Staring blankly at the screen, he suddenly squinted at the glare that had intensified over the last half-hour without his notice. He swiveled away from the desk and looked out the front window. The sun, after three earlier and feebler attempts had mounted the fog bank that lay low over the mountains to the east and now glared down into the valley, dissipating the icy fog and glistening on the melting frost now dripping from the spruce boughs.
His ambiance thus dissolved, he saved the last three and a half pages, and drained the last of his cider, idly lamenting the loss of the mood-setting weather and the loss of the taste of holiday cheer that resulted when hot apple cider grew lukewarm. At room temperature, apple cider, the official spirit of cold, gloomy mountain mornings, tasted disappointingly like apple juice, a common summer refreshment, and Joshua Hammond felt about summer the way an ice sculptor regarded the advent of an unseasonably warm day in January. In fact, the disregard Joshua felt for the whole world outside the cavernous, rock-slashed, spruce shrouded valley he called home was in quality the same disregard he held for the offending sun now spreading the cataract on the 17" flat panel monitor. Invasive.

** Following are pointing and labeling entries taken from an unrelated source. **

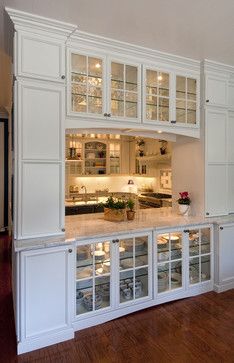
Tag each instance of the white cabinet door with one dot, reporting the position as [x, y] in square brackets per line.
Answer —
[40, 121]
[45, 296]
[40, 57]
[216, 200]
[41, 205]
[230, 137]
[216, 92]
[225, 258]
[230, 188]
[216, 135]
[124, 90]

Whether the contempt he held for such distant reality was owing to the time he'd spent away from it or the time he'd spent in it was of no difference to him. He didn't care to consider it. He didn't have to. Modern technology afforded him the self indulgence of seclusion he so desired. Joshua earned his keep by the broodings of his melancholic temperament. He bled those pleasantly dark musings onto a computer screen, saved it to a backup floppy, and when the daydreams assumed the rough and appropriately vague form of a story, copied it on a CD-ROM, and sent it off to his editor. Frequent correspondence with said editor arrived via e-mail, via satellite internet. The accommodating satellite was in its heaven and all was right with the world.

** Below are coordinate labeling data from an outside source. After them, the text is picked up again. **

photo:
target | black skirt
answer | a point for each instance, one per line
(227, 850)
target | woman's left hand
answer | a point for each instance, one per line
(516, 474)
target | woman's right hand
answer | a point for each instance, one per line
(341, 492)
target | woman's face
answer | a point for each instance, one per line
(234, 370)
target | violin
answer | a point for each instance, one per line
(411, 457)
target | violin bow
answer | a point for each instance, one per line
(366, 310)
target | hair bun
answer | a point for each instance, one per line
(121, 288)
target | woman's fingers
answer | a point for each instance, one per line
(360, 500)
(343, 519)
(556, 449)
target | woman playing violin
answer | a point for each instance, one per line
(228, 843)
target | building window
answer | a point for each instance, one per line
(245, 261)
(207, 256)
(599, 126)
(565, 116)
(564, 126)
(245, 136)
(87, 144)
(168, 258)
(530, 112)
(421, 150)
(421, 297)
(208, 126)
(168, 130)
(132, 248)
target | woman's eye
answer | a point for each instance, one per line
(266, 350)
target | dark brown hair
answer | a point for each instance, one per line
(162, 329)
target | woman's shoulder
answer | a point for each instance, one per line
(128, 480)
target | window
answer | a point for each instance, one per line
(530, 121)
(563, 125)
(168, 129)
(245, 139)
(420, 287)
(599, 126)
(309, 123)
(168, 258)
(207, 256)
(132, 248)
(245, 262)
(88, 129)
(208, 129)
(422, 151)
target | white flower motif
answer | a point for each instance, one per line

Four years not a soul had stepped foot in this cabin save David Copperfield, the whimsical black and some less white feline who scarcely lived up to his name, and Ebenezer, the hulking, morose Siberian Husky who bore the handle of his namesake with astonishing accuracy.
Town was a village, really, of 312, 22 miles down a gravel road. Conventional mail arrived in post office box in the village, and the numerous disciples of numerous gospels peddling their numerous creeds in the larger towns to the west had not yet considered the wild and untamed mission field that lay up the mountains to the east. The only human Joshua had seen broach the 12 miles between he and his nearest neighbor was a boy, of 12 or 14, or so it seemed at a distance of 500 yards, which was the distance between the large picture window in the front room and the gravel lane that wound on past the cabin up the ridge to the south.
He remembered it well simply because of the novelty of it and because it slightly annoyed him that anyone, less a boy, so discerned mostly because of his unpredictable gait and the suddenness at which he swung around sideways and walked backwards, eager to discover some new sight or phenomenon of the mountain wilderness no doubt with which to share with his friends back home in the Midwest. Children had no appreciation for nature simply for nature's sake. It always had to be something worth telling. He also remembered because both his animal companions had been alerted by some inscrutable sound and crowded to the front window just as the boy stopped and gazed up through the smallest opening in the trees that allowed sight between the cabin and the road. For some reason embarrassed, he called both to heel and himself eased back into the eat-in kitchen.